Karada Leonidas zafer kazanırken, denizde de durum pek farklı değildi Themistokles vur-kaç taktiği ile Serhas’ın donanmasını geri püskürtmeyi başarmıştı.
6. Gün bir önceki günün tekrarı niteliğinde oldu. Serhas bu sefer ölümsüzlerini gönderse de durum değişmedi. Leonidas’ın komutasındaki hoplitler bir adım geriye itilemedi. Artemision Boğazı’da başarılı bir şekilde vur-kaç taktiği ile başarıyla savunuldu.
Yunanlı Epialtes’in İhaneti
6. Gün savaş bittikten sonra Serhas, 300 hopliti geçebilmek için bir yol düşünürken çözüm ayağına geldi. Epialtes adında birisi Serhas’a askerlerini, 300 hoplitin arkasına çıkartacak gizli bir dağ yolu olduğunu söyledi. Gizli geçidi öğrenen Serhas derhal ölümsüzlerini geçide gönderip bunun doğrulunu öğrenir. Gizli geçidin varlığını sadece yerel halkın bildiğini ve bunun bir sorun yaratmayacağını düşünen Leonidas’ın bu konu hakkında bir endişesi olmamasına rağmen oraya ufak bir birlik bırakmıştır. Serhas’ın ölümsüzleri bu birliği ezip geçti.
Leonidas’ın durumdan haberdar olması fazla uzun sürmedi, savaşmak istemeyenleri evine yolladı, geri kalan askerler ile sabah gerçekleşecek son savaşına hazırlanmaya başladı. Leonidas’ın kampına izciler gönderen Serhas, izcisinin söylediklerine inanmakta oldukça zorlandı. Leonidas ve askerleri kaçmak yerine saçlarını tarıyor, beden egzersizleri yapıyor ve yarınki son savaşlarına hazırlanıyordu. Serhas için bu oldukça anlamsız gelmesine rağmen Spartalılarca bu bir gelenekti.
Bu olaydan sonra Yunan dilinde Epialtes “ihanet” anlamında kullanılmaya başladı.
7. Gün güneş doğduğunda 2 taraftan da çevrili olan hoplitler son nefeslerine kadar savaştılar. Savaşın ilerleyen dakikalarında Leonidas artık ölmüştü. Leonidas’ın ölmesi iki tarafında hedefini bir anda değiştirdi. İki taraf da artık Leonidas’ın bedeni için çarpışıyordu. Birkaç dakikanın ardından bütün hoplitler öldü. Serhas, Leonidas hariç diğer askerlerin bedenine dokunmadı. Fakat Leonidas’ın kafasını bedeninden ayırıp bir kazığa oturttu.

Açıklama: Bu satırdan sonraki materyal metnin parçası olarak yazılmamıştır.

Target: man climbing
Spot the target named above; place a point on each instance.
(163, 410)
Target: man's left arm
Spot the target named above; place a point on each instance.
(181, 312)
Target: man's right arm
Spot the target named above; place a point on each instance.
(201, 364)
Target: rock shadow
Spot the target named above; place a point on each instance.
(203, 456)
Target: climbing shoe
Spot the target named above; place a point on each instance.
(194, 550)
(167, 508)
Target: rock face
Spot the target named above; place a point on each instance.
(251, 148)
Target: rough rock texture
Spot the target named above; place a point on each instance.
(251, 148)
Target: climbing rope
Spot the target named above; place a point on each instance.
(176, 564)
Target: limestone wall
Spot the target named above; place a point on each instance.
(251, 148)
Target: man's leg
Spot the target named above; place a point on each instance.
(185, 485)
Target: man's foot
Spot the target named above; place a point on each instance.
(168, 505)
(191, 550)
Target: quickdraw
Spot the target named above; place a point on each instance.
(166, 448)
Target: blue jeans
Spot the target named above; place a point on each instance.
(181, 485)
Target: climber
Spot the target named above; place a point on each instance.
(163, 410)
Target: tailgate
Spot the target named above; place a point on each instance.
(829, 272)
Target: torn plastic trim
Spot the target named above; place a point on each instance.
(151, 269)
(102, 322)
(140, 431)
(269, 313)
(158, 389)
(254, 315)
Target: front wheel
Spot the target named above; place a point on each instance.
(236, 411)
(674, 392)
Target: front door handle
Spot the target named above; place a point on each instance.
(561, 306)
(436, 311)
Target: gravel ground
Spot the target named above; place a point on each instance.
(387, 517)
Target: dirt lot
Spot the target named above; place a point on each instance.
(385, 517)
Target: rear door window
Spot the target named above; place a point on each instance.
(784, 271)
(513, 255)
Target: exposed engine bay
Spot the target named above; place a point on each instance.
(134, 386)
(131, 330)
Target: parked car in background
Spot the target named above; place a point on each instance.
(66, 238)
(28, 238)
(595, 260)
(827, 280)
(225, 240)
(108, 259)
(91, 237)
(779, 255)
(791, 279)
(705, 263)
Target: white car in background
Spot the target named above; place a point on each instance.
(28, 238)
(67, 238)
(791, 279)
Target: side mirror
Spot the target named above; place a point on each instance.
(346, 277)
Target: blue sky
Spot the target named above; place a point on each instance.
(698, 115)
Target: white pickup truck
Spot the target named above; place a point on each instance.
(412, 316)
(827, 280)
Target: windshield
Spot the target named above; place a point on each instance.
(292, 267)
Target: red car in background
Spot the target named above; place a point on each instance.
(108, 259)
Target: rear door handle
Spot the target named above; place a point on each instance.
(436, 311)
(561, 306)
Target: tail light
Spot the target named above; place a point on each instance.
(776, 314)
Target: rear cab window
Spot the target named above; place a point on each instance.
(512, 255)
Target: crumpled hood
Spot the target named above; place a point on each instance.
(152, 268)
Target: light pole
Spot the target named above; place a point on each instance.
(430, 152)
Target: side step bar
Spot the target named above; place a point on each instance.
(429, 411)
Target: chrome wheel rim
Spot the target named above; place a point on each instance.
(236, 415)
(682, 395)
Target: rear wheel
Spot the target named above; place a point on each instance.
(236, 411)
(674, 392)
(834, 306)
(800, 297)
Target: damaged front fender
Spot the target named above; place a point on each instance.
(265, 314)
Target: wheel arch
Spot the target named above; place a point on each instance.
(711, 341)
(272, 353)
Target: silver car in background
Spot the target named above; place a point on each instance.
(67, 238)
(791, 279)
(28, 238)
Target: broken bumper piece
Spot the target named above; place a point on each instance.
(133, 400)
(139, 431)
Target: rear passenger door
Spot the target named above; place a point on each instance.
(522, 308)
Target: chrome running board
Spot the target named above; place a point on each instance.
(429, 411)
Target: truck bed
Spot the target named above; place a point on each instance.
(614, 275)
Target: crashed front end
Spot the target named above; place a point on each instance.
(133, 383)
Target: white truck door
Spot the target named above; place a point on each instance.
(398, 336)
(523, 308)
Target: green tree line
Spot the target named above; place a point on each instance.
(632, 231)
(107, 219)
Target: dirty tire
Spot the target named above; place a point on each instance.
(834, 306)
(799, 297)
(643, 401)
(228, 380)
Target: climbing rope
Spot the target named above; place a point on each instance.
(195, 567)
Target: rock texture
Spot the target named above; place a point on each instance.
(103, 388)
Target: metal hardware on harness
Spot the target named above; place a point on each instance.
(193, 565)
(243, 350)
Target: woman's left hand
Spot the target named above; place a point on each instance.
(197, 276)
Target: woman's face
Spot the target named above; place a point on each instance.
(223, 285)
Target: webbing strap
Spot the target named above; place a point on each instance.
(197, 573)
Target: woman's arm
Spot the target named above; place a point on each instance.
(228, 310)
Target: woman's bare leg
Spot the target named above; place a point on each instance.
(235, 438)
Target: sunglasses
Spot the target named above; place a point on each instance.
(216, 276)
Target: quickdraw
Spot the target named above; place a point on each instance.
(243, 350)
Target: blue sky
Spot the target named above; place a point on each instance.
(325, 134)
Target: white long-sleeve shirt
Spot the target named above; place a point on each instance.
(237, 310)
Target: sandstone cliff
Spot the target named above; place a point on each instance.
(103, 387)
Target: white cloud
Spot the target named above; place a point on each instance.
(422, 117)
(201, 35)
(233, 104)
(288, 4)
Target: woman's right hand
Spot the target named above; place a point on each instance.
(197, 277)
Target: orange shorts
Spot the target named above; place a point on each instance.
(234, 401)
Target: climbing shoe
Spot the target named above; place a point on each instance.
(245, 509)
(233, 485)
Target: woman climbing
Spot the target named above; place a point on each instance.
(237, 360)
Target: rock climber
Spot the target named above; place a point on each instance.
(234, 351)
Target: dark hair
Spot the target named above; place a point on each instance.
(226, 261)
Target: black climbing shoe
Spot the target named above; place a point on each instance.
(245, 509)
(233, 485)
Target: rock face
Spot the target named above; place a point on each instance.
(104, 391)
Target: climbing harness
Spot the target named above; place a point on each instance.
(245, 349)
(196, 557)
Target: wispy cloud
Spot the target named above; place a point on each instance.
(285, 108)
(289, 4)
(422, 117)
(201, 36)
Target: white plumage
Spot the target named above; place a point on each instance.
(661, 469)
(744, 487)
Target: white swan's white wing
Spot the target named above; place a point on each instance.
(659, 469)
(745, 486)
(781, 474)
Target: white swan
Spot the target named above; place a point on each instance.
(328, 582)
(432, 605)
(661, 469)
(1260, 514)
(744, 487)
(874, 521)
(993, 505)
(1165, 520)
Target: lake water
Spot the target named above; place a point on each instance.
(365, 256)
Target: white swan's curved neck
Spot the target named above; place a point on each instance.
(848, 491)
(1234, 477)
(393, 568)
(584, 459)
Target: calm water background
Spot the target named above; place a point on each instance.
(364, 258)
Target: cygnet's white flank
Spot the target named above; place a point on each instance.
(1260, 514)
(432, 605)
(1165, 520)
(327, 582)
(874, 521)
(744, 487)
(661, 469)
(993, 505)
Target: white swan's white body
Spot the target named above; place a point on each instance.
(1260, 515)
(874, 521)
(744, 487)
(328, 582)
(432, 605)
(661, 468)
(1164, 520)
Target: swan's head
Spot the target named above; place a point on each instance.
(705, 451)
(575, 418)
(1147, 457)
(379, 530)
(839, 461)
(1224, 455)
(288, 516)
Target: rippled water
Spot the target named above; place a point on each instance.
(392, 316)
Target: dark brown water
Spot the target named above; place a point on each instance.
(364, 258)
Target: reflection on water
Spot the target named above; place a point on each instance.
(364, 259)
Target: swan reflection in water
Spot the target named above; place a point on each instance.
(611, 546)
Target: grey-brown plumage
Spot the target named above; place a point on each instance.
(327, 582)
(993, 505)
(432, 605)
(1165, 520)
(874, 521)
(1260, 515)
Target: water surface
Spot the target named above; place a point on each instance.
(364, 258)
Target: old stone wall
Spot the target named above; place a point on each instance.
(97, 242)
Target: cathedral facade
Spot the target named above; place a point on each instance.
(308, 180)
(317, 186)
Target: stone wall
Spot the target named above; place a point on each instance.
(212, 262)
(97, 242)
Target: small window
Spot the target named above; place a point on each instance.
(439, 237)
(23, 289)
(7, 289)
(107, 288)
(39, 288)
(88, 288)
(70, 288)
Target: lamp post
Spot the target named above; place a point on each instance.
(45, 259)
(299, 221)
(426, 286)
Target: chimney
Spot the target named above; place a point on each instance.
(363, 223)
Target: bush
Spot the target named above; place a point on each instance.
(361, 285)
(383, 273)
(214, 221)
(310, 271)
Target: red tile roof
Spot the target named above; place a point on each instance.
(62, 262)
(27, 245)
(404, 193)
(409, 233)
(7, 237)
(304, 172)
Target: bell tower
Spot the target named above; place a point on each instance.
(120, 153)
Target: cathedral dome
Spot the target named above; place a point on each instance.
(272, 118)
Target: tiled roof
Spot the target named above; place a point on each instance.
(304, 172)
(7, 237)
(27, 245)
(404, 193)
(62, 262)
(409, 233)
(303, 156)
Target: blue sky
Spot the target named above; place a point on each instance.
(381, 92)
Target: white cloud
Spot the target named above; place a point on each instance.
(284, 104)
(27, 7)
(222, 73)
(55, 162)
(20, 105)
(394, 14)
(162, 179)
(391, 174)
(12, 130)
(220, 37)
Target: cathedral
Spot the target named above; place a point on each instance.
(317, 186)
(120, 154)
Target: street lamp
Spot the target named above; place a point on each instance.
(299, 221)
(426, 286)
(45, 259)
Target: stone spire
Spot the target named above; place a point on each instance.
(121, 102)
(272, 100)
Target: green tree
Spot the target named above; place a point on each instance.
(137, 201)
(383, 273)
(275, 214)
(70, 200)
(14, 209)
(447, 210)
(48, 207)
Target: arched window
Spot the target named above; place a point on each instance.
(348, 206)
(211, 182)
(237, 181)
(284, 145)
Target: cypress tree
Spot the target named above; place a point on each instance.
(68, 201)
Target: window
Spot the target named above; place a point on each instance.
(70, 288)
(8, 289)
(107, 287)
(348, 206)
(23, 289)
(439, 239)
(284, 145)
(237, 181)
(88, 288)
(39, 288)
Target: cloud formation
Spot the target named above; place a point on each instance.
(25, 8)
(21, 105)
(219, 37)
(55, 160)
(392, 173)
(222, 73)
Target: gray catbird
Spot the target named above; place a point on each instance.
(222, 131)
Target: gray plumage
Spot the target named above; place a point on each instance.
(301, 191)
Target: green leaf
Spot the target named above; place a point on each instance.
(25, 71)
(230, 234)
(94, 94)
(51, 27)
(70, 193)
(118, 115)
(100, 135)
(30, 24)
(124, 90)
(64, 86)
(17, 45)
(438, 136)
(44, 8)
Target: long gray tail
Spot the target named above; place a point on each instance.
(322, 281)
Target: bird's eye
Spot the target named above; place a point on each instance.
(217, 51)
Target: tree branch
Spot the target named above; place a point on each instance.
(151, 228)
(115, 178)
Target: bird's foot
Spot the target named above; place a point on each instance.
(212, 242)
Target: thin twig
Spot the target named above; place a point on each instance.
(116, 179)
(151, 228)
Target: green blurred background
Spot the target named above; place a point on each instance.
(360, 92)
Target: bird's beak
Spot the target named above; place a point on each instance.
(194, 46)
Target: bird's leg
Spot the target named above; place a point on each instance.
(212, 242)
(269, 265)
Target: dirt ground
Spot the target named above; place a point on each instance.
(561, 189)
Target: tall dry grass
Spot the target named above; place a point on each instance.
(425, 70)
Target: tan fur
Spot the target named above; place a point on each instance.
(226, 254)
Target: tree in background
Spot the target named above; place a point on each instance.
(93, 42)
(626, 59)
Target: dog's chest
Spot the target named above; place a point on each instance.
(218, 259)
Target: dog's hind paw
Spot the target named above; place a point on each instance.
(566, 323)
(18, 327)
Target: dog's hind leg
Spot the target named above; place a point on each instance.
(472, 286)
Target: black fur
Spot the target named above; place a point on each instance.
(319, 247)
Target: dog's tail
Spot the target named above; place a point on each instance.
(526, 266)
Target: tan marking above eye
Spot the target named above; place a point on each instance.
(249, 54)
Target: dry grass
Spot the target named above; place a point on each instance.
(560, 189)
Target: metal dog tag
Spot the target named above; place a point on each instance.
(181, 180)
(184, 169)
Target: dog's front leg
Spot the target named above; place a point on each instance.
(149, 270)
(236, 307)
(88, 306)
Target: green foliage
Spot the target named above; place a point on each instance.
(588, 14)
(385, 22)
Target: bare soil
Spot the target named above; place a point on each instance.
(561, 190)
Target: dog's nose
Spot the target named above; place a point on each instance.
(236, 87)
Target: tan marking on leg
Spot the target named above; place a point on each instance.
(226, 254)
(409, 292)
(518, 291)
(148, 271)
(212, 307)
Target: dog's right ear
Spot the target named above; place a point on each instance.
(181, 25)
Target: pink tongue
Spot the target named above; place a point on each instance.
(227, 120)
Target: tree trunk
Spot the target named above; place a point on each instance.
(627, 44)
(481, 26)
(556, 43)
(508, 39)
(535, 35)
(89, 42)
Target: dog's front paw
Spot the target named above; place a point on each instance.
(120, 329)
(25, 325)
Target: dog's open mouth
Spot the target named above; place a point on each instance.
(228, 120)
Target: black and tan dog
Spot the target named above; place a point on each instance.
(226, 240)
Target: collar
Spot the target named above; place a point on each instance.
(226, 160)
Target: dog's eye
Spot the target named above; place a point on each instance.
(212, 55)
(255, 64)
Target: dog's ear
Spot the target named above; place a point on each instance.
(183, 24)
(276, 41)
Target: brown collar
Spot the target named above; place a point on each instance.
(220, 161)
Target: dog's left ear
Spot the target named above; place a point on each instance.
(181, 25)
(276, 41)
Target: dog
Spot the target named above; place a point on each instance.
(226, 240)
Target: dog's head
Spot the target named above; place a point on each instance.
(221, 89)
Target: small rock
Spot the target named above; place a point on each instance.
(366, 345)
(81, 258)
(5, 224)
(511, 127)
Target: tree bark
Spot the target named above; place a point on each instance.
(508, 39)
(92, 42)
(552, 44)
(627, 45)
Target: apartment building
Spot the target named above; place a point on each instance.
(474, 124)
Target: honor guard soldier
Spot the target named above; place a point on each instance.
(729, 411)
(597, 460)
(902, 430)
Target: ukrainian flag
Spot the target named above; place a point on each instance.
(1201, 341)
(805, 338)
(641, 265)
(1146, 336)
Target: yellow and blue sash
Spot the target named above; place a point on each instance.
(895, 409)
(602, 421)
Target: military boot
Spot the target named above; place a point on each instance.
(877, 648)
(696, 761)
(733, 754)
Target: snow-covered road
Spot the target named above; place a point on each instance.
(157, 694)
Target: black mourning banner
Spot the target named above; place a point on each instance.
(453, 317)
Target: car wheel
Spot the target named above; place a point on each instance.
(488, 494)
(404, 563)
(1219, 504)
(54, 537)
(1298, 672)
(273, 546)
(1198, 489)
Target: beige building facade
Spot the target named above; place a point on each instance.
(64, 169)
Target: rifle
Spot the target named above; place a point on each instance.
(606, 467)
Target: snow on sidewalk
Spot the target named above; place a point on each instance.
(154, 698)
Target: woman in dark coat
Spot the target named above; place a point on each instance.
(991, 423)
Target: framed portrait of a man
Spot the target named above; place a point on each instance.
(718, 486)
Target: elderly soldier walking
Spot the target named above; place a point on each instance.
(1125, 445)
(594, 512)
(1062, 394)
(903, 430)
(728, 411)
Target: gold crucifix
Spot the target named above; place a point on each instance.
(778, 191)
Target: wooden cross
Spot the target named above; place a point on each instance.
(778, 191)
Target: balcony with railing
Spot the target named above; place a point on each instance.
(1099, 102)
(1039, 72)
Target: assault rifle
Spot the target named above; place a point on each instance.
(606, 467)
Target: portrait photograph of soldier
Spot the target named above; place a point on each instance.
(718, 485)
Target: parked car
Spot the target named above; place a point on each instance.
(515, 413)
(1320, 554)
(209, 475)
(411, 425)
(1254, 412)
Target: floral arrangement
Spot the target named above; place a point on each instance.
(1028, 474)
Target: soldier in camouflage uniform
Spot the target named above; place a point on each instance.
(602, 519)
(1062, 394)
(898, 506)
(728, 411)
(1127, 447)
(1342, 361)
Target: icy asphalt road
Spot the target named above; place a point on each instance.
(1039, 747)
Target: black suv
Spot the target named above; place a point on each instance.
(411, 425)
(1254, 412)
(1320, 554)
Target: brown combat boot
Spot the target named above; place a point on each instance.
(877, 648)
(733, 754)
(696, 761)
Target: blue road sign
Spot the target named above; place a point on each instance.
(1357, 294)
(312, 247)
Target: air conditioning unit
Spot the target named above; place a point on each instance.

Termofil geçidinin düştüğünü duyan Themistokles artık Artemision Boğazı’nı tutmanın bir faydası olmayacağını düşünüp donanmasına geri çekilme emri vermiştir.
Leonidas’ın 300 askeri ile Serhas’ı 2 gün boyunca geçitte tutması tarihe damgasını vurmuş ve Yunan hikayelerinde yerini oldukça onurlu bir şekilde almıştır.
3 gün süren muharebe Serhas için ağır kayıplara neden olsa da sonunda Termofil geçidini geçmeyi başarmıştır. Pers ordusu Boeotia’yı boydan boya geçerek yağmalamış ve daha önceden tahliye edilmiş olan Atina’ya girmiştir.
Pers Donanması karşısında kesin sonuç arayan Yunan İttifakı, MÖ 480 yılında Salamis Deniz Murabesi’nde Pers Donanması’nı ağır bir yenilgiye uğratmıştır. Donanmayı kaybeden I. Serhas, Avrupa topraklarında tuzağa düşmekten çekinerek, açlık ve hastalıktan önemli bir kısmını kaybettiği ordunun büyük kısmıyla Asya’ya çekildi.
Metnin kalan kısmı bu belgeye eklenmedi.